Ask HN: How do I search the web in the age of enshittified search engines?
51 points ·
ManlyBread
·
I've tried other search engines (Bing, Yandex) and the results are a bit better but still nowhere near the old Google. Kagi is a thing but I'm not sure if the quality justifies $120/year, especially since I don't earn my salary in USD.
Putting "site:reddit.com" helps a bit but there's plenty of stuff that simply isn't there, so it's not a solution either.
LLMs are a bit better with the quality of the searches but hallucinations are a thing so I need to verify the information myself so I am back to square one.
Is there anything else I can do to find information easier or to improve the quality of the searches?
not_your_vase ·7 days ago
There is one thing, that many people either forgot, or never knew: how to create a search query. Nowadays most people put in a human question: "how to bake bread", "how to use a red toilet seat", "what happens to today around the corner".
However even to this day, search engines gives better results if instead this, you try to imagine the results, and search for text that you think appears on the correct result: "bread recipe", "toilet seat user manual", "concert Tuvalu 2024 november"
Show replies
pino82 ·7 days ago
Admittedly, I usually do the exclusion in my brain and not actually via the search query.
I don't know where the hype comes from, which says that reddit posts are particularly smart and useful. Maybe just from their own marketing, which is repeated over and over in social media by these 'smart' guys?! It's completely not reflected by my practical experiences at all.
When I accidentally end on a reddit thread and read some posts, I'm always like "Well, and that's it? What a waste of time..."
Show replies
throwerofstone ·6 days ago
bottedconvos ·3 days ago
I’ve been down the same rabbit hole (tried Kagi, got sticker shock, and yep, LLMs are great... until they start making stuff up). One thing that’s helped me cut through the noise is sharpening my critical thinking skills—it’s like giving your brain a search engine upgrade.

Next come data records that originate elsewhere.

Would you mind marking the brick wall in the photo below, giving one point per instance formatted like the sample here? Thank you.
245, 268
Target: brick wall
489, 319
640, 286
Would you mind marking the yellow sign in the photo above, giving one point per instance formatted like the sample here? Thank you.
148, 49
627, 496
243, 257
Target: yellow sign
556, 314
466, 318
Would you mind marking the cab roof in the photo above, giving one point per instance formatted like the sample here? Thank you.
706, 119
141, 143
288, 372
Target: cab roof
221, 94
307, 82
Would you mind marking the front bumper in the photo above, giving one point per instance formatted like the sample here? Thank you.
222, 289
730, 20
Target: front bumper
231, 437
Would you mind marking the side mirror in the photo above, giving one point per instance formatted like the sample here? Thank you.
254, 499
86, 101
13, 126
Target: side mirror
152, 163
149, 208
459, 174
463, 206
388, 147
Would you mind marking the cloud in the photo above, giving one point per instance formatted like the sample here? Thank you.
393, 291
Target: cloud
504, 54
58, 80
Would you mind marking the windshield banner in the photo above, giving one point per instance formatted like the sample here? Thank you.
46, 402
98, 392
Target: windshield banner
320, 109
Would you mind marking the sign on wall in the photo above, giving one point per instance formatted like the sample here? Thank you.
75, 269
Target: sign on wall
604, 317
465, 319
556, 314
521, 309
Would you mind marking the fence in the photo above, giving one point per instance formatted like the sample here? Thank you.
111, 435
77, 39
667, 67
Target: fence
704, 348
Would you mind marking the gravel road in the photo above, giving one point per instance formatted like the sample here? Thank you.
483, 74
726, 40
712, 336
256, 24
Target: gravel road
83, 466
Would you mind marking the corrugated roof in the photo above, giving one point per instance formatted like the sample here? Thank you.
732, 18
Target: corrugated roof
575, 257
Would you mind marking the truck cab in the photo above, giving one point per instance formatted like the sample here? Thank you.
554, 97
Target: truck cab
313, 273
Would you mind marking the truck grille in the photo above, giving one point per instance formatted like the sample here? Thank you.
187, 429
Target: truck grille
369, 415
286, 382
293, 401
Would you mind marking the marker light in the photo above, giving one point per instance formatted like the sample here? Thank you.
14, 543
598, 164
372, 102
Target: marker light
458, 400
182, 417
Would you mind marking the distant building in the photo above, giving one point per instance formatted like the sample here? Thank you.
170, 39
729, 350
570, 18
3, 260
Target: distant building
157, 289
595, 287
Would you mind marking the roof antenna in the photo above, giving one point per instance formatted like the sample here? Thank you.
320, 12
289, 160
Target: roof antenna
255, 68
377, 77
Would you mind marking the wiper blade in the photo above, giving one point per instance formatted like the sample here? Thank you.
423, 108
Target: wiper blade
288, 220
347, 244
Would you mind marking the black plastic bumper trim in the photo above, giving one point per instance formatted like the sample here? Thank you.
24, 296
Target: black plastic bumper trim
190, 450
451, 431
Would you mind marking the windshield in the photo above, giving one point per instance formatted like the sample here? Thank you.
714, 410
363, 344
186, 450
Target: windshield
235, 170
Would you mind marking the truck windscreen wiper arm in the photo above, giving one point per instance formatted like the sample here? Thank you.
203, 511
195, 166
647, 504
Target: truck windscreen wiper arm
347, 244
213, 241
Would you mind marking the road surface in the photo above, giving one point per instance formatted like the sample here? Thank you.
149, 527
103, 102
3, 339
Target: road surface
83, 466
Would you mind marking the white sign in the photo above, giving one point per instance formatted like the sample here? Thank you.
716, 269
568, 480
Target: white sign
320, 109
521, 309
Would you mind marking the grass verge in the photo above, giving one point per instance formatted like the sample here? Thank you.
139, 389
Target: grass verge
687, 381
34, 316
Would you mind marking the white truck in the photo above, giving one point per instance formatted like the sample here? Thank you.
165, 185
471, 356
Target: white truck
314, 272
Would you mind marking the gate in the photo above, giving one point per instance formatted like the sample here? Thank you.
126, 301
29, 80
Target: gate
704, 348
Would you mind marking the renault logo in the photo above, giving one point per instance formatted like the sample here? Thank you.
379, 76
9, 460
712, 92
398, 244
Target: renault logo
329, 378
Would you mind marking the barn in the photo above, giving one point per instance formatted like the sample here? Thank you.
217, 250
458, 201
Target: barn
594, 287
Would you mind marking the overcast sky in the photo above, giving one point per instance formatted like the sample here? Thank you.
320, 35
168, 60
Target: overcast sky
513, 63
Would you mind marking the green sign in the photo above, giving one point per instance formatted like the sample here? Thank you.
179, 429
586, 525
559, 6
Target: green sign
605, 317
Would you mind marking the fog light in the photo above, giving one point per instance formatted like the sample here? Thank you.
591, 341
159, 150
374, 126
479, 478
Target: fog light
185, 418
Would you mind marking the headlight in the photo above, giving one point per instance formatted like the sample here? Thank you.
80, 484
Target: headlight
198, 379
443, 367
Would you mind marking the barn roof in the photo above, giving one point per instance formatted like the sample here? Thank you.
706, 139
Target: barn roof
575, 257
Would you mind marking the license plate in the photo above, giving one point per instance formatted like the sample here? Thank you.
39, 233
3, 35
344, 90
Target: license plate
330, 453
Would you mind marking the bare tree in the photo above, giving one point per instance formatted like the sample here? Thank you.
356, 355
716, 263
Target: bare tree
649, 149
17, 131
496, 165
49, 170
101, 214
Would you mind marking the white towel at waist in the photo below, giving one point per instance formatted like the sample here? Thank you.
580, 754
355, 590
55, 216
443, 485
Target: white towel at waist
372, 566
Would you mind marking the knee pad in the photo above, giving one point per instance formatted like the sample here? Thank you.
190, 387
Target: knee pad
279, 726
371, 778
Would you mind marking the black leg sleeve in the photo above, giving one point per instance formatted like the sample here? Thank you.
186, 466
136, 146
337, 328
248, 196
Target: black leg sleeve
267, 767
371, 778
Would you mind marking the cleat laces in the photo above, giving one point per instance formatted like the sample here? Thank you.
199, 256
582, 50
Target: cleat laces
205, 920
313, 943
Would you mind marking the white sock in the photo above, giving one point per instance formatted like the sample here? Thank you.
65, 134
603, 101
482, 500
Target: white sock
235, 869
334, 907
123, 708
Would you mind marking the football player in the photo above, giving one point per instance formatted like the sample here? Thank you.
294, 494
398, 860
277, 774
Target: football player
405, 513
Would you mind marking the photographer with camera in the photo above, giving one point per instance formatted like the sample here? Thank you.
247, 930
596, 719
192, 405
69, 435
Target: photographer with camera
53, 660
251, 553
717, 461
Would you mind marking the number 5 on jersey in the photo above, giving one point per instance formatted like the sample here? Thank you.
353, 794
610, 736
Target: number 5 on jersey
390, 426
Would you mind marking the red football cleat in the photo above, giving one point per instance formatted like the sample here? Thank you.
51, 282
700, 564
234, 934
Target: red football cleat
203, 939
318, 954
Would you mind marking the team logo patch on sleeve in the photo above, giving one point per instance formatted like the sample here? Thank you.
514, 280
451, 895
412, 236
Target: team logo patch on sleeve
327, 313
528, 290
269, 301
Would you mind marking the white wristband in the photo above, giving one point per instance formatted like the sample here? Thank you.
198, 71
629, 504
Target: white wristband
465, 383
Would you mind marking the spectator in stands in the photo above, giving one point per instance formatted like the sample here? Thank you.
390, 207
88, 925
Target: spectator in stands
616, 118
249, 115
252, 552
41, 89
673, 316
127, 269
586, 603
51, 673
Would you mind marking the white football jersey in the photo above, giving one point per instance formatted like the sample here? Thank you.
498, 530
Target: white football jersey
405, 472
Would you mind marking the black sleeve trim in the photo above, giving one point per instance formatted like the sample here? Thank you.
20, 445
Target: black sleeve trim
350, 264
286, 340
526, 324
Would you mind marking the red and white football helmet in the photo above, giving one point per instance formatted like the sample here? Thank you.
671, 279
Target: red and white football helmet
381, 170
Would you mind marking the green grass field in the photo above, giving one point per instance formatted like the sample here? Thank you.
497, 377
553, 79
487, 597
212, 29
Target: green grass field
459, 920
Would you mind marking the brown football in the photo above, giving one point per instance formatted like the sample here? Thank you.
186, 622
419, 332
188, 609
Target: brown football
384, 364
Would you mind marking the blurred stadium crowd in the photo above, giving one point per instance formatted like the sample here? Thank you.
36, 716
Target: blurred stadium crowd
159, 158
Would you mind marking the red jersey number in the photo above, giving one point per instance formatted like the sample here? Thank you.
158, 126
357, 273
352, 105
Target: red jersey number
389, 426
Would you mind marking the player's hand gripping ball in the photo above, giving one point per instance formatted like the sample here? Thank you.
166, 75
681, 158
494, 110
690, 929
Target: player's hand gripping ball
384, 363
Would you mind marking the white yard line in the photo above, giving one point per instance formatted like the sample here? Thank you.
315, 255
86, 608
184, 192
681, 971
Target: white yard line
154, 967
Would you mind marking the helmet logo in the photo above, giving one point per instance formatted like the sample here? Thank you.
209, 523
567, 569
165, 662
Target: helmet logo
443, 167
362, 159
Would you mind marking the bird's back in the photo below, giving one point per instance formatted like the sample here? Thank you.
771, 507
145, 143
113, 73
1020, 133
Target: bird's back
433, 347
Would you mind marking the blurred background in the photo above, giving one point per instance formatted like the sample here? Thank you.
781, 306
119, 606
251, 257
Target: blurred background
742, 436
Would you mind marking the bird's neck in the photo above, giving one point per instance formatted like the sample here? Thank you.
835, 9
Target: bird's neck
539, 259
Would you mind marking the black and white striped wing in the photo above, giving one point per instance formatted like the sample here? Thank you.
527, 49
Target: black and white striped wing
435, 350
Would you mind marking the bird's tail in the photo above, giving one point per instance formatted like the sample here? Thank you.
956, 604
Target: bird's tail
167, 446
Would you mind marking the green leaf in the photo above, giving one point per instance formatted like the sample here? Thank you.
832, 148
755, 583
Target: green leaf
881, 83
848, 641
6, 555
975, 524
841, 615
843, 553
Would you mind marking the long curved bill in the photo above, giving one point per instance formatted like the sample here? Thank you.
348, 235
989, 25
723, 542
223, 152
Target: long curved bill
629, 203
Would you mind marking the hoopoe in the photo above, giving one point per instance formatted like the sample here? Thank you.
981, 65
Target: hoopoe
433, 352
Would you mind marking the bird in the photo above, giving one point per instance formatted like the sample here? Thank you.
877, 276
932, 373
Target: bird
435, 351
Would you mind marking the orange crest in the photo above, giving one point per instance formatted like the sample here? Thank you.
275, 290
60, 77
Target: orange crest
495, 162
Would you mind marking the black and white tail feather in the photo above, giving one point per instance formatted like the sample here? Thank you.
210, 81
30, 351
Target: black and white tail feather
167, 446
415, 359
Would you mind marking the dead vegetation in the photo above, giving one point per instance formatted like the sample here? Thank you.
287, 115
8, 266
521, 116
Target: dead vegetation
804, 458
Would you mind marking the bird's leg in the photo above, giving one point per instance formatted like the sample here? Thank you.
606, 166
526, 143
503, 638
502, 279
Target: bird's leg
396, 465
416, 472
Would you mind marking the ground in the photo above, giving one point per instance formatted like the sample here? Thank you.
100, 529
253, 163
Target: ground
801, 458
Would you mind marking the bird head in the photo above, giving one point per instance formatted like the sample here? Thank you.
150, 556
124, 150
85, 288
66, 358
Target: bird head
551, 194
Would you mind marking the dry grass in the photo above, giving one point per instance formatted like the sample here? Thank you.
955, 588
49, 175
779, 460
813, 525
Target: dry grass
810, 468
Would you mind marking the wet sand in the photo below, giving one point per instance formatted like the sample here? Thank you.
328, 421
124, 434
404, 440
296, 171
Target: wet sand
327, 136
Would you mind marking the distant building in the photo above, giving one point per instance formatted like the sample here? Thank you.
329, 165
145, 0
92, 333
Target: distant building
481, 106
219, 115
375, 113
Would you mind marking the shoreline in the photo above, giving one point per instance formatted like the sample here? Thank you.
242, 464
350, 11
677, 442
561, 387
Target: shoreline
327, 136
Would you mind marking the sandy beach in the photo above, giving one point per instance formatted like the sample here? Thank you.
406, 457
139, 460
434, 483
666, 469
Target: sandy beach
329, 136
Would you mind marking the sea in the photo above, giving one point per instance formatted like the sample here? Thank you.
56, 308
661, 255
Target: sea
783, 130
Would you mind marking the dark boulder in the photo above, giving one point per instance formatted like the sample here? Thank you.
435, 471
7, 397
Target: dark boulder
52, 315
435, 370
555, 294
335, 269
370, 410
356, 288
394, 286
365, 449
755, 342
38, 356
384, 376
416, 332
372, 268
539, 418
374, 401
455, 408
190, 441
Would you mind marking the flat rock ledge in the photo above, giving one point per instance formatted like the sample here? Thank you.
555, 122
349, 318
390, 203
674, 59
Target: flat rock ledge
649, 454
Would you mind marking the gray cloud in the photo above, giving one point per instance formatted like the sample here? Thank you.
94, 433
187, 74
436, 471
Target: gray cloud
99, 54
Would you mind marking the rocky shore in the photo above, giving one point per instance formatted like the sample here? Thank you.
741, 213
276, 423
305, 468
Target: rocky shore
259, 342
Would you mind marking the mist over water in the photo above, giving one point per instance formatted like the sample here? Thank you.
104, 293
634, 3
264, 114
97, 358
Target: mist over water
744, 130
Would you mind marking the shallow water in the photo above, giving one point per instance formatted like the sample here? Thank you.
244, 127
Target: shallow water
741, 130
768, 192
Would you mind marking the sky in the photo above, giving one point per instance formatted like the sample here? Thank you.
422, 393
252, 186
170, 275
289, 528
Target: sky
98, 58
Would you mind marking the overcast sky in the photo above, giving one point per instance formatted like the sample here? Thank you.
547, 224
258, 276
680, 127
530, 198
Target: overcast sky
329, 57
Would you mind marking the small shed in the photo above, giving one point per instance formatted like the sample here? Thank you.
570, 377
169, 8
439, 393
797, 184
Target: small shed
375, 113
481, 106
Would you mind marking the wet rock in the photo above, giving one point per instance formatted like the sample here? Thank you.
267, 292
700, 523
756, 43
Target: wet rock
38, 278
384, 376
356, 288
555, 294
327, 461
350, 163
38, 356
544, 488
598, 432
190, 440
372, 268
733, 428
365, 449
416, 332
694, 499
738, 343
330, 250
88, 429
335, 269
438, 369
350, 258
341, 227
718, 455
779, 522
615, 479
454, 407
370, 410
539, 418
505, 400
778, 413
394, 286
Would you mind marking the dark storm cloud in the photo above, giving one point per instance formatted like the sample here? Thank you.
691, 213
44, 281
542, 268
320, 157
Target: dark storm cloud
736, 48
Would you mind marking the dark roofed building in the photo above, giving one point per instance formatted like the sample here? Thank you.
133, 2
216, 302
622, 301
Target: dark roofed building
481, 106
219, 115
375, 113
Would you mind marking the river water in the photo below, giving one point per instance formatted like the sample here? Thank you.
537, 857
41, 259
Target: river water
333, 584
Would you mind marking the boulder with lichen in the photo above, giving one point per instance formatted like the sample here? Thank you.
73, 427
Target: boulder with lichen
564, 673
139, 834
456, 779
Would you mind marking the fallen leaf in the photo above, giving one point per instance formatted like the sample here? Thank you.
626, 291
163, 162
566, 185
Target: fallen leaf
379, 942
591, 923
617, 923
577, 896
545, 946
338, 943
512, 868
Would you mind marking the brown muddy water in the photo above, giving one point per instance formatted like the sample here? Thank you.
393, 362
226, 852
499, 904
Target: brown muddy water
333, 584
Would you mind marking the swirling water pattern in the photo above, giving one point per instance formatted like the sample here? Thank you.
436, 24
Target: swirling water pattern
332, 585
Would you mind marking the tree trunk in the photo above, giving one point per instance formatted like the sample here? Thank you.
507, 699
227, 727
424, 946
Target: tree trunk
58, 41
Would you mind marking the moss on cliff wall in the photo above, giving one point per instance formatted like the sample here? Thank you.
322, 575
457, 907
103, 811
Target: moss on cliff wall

I wrote a newsletter - just started - post about this (with some hopefully helpful tips), so if you’re up for a quick read, check it out: https://bottedconversations.substack.com/p/critical-thinking....
Let me know what you think, please! Always looking for better ways to avoid the search engine struggle bus!
Yawrehto ·5 days ago
I've found searching multiple indexes can be helpful, especially ones that seek different categories of thing out. For instance if I can't find something using Google, Marginalia can be surprisingly helpful. A list of sites to try is available here: https://seirdy.one/posts/2021/03/10/search-engines-with-own-....
Also, often finding some discussion of something that seems close to what you want and might discuss it briefly and seeing what it links to will help. But that's from mostly looking at academic stuff, which has copious citations that often won't show up in a search query for a term, but can be found in the likes of JSTOR or LibGen/SciHub.
Also from academic stuff: if you can find directories of things related to what you want (eg 'old books about the Standard Oil Company of New Jersey,' to take a real question I had), often a more general term ('old books') and then searching those websites (HathiTrust, Internet Archive, etc) directly will find things.
But that's for someone who primarily runs into trouble because I'm researching obscure subjects and probably are less applicable in other areas.